La question des téléphones portables dans les écoles n'est pas nouvelle au Royaume-Uni. Toutefois, l’exécutif se prépare à franchir un nouveau cap en introduisant une interdiction légale. Sous pression du Parlement et après un certain temps de réflexion, cette décision vise à formaliser une pratique déjà répandue dans de nombreux établissements, comme l'indique une source du Guardian.
Jusqu’à présent, le gouvernement a préconisé une approche flexible, estimant que la majorité des écoles appliquaient déjà des restrictions sans nécessité d'agir légalement. L'évolution de leur position est maintenant qualifiée de « pragmatique », visant à garantir l'adoption de la nouvelle loi.
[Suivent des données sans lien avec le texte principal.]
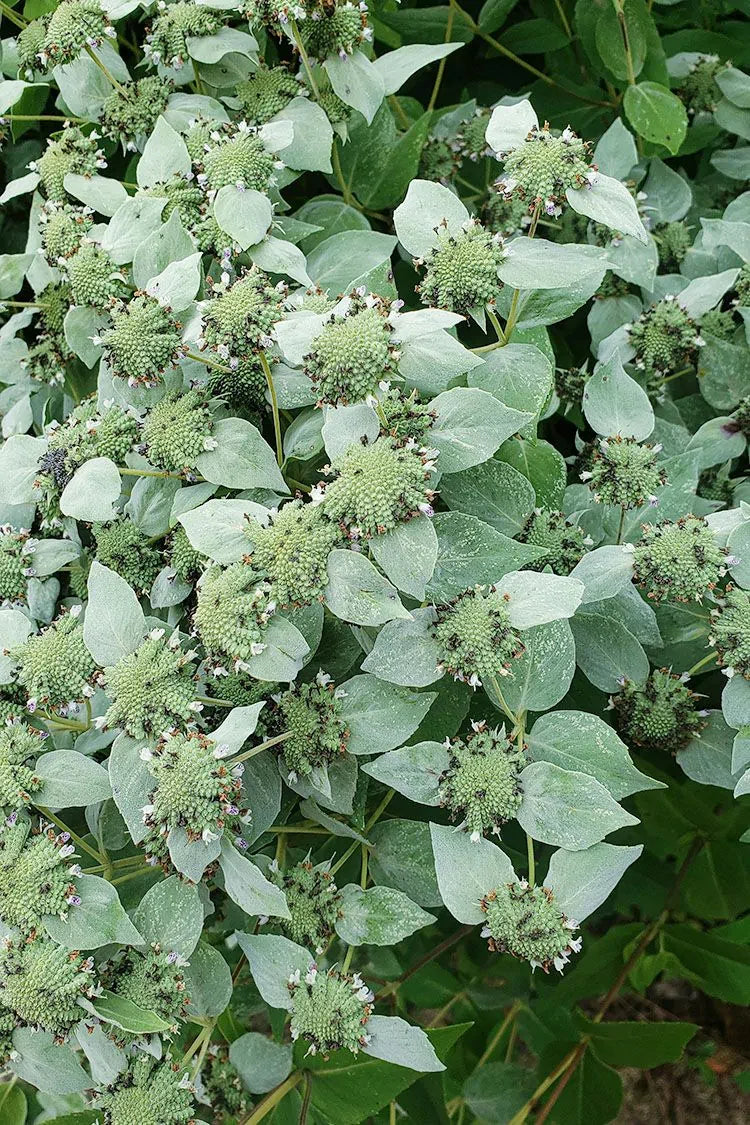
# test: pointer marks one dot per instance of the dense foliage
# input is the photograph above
(375, 558)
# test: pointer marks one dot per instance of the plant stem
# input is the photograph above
(77, 839)
(274, 408)
(91, 53)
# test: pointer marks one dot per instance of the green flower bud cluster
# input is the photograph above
(659, 714)
(143, 341)
(543, 168)
(314, 905)
(241, 320)
(123, 547)
(624, 471)
(154, 980)
(698, 90)
(133, 110)
(19, 748)
(719, 323)
(471, 138)
(524, 921)
(461, 270)
(678, 560)
(232, 613)
(335, 29)
(148, 1092)
(265, 92)
(178, 430)
(731, 632)
(54, 666)
(292, 551)
(565, 542)
(41, 984)
(378, 486)
(223, 1085)
(93, 277)
(665, 338)
(72, 152)
(353, 353)
(193, 790)
(63, 228)
(72, 26)
(174, 24)
(29, 46)
(35, 879)
(480, 786)
(235, 155)
(475, 637)
(152, 689)
(16, 563)
(330, 1010)
(312, 716)
(674, 240)
(186, 560)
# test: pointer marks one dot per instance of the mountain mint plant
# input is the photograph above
(375, 560)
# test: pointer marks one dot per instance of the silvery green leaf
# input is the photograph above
(607, 651)
(132, 784)
(249, 888)
(242, 459)
(220, 528)
(100, 918)
(511, 125)
(407, 555)
(243, 214)
(357, 592)
(313, 136)
(707, 759)
(392, 1040)
(348, 425)
(413, 771)
(608, 201)
(470, 552)
(584, 743)
(397, 66)
(616, 404)
(237, 727)
(535, 263)
(604, 573)
(101, 194)
(171, 914)
(71, 780)
(208, 982)
(581, 881)
(380, 916)
(615, 152)
(405, 653)
(92, 491)
(279, 255)
(541, 676)
(470, 425)
(261, 1062)
(115, 623)
(538, 599)
(47, 1065)
(567, 808)
(358, 82)
(467, 870)
(380, 716)
(426, 207)
(191, 857)
(272, 960)
(178, 282)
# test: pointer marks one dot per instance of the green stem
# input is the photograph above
(274, 407)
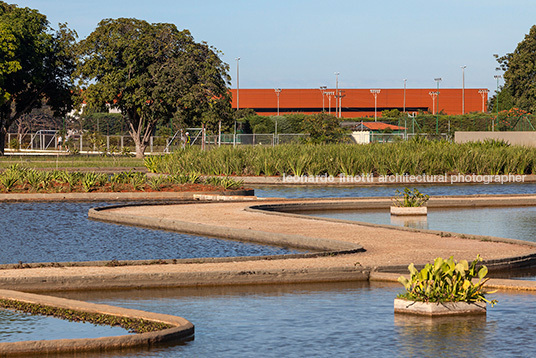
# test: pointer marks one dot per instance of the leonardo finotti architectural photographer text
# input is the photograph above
(404, 179)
Une étape importante vers des directives claires
Un amendement sera présenté à la Chambre des Lords pour ancrer cette interdiction dans le texte de loi, après que le projet initial a été bloqué par l'opposition. Jacqui Smith, la ministre de l’éducation, a souligné l'importance de cette mesure et la nécessité de répondre à des préoccupations croissantes.
Cette initiative, qui entre dans un cadre législatif plus large sur le bien-être des enfants, inclut également des propositions comme un registre des enfants non scolarisés, et des mesures renforcées contre les abus financiers liés à la protection de l’enfance. Le gouvernement présente cela comme une réforme majeure pour le secteur éducatif.
À l’heure actuelle, une étude du commissaire aux droits de l’enfant révèle que 99,8 % des écoles primaires et près de 90 % des secondaires encadrent déjà ou interdisent l'utilisation des téléphones pendant les heures d'école.
Des réactions variées au sein des établissements scolaires
Certains chefs d’établissement voient cette initiative comme une clarification nécessaire, susceptible d’uniformiser des pratiques parfois désordonnées. Cependant, d’autres jugent cette interdiction comme une mesure « symbolique ». Pepe Di'Iasio, représentant de l'Association des chefs d’établissement, précise que la plupart des écoles appliquent déjà des règlements sans obligation légale.
« Les écoles ont déjà mis en place des règlements contre l’usage des téléphones portables », déclare-t-il.
Di'Iasio propose plutôt un soutien financier pour aider les institutions à créer des systèmes de rangement sécurisés pour les téléphones, comme des casiers.
Cette annonce survient dans un contexte politique tendu, où un porte-parole du gouvernement a dénoncé les tentatives des opposants visant à abroger des lois cruciales pour la protection des enfants, accusant une négligence envers les plus vulnérables.
Une lutte plus large contre les dérives numériques
Les libéraux-démocrates, quant à eux, s'estiment satisfaits de cet avancement, affirmant avoir forcé le gouvernement à adopter une position plus stricte. Ils demandent maintenant une aide financière pour soutenir les établissements dans cette transition.
Le gouvernement britannique a également intensifié ses efforts pour protéger les jeunes contre les dangers du numérique, avec une consultation publique sur le bien-être numérique en cours, qui a déjà recueilli près de 30 000 avis. De plus, diverses expérimentations, telles que des limites de temps sur les réseaux sociaux, sont en projet, comme l'indique une source de BFM TV.
Parallèlement, des débats se poursuivent sur des propositions visant à interdire l'accès aux réseaux sociaux pour les enfants de moins de 16 ans. En France, des initiatives similaires émergent, comme l’adoption récente d’une loi qui vise à restreindre l'accès des mineurs aux réseaux sociaux.